Les Asiatiques friands des montres de luxe

Le Japon absorbe plus de 30% de la production suisse des montres les plus chères. Keystone Archive

Les montres suisses de luxe résistent à l'impact des attentats aux Etats-Unis et à la riposte américaine en Afghanistan. La clientèle extrême-orientale en raffole.

Ce contenu a été publié le 22 octobre 2001 - 16:36

Rien ne semble pouvoir stopper les Japonais dans leur désir d'acheter des montres suisses de luxe. Ni Ben Laden, ni la grande peur bioterroriste qui se répand dans le monde entier.

«Nous ne notons aucun changement dans leurs habitudes depuis le 11 septembre. Au contraire, nos produits de haut de gamme ne se sont jamais aussi bien vendus», déclare-t-on chez Rolex à Tokyo.
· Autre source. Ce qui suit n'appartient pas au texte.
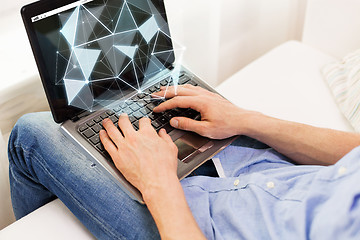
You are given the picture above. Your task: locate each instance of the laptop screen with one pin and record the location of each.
(96, 51)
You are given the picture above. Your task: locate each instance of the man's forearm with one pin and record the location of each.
(302, 143)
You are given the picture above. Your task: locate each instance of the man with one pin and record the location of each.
(281, 192)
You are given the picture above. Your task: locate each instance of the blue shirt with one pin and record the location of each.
(265, 197)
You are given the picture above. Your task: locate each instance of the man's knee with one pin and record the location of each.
(29, 126)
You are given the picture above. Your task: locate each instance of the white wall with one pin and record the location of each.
(223, 36)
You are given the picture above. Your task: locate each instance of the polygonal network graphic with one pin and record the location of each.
(110, 48)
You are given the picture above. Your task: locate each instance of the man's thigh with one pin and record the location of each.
(54, 162)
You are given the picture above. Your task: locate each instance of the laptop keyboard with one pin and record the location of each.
(139, 106)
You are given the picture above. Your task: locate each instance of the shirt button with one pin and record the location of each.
(342, 170)
(270, 184)
(237, 181)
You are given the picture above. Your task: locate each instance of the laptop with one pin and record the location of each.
(100, 58)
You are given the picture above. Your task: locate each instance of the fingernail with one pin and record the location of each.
(174, 123)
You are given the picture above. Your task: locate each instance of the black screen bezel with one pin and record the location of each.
(60, 109)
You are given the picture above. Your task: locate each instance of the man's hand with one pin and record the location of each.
(138, 154)
(148, 160)
(220, 118)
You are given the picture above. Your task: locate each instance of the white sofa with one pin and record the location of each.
(284, 83)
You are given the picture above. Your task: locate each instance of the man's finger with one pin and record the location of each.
(145, 123)
(188, 124)
(108, 144)
(180, 102)
(112, 131)
(125, 125)
(172, 91)
(164, 135)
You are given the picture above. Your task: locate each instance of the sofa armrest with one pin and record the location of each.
(52, 221)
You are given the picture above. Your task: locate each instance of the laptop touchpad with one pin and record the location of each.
(190, 145)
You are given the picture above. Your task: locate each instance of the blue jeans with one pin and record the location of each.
(45, 165)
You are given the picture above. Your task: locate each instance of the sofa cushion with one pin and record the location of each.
(52, 221)
(344, 81)
(287, 83)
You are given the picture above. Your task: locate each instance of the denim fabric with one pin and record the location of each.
(45, 165)
(263, 196)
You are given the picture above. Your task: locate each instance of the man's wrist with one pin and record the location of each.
(250, 122)
(160, 191)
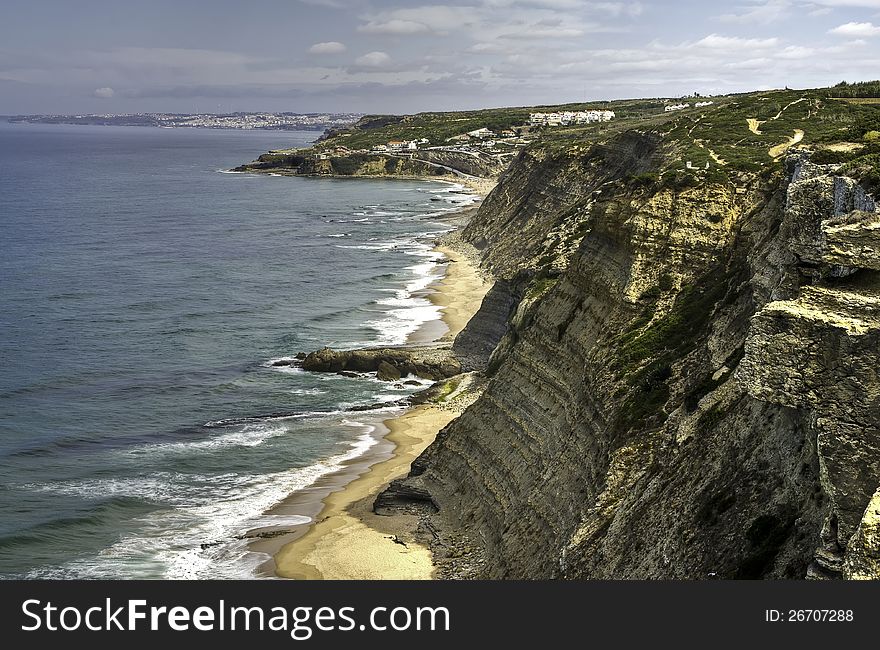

Un porte-parole de FJ Benjamin Holdings, une entreprise de Singapour spécialisée dans les produits européens de luxe note que «ceux qui ont les moyens de s'offrir une montre Audemars-Piguet ou Vacheron-Constantin les achètent quand ils en ont envie. Sans s'inquiéter des récessions ou de la maladie du charbon».

Baisse sur les bas de gamme

A Hong Kong, Chris Leung, un analyste de la maison de titres DBS Securities, observe que les ventes de montres de bas de gamme sont en baisse de 10% depuis un mois. Mais celles des plus grandes marques suisses, pour le moment, restent au même niveau ou presque que l'an dernier à la même époque.

Le Japon est le premier marché du luxe en Asie. Il absorbe, à lui seul, plus de 30% de la production suisse des montres les plus chères. Le grand magasin Mitsukoshi au cœur de Tokyo assure que même les jeunes Japonais commencent à acheter des montres suisses de prix.

«C'est un phénomène récent. Il n'est pas rare de voir des clients de moins de trente ans s'offrir des montres suisses coûtant entre 2000 et 3000 francs. Ils vivent chez leurs parents, ont un emploi bien payé. Et donc beaucoup d'argent de poche. Ils ne sont pas du tout concernés par ce qui se passe en dehors du Japon», dit un porte-parole.

Autre explication donnée par Nami Abe du journal économique Nikkei à Tokyo: les Japonais ont décidé de rester chez eux depuis ces attaques terroristes. Les transporteurs aériens européens enregistrent une baisse de 30% à 40% du nombre de leurs passagers volant vers l'Europe.

Les problèmes de Swissair n'arrangent pas non plus les affaires du tourisme suisse. Aussi, l'argent que les Japonais entendaient dépenser pour voyager, ils l'utilisent, aujourd'hui, pour s'acheter du luxe. Et les distributeurs de montres suisses en profitent.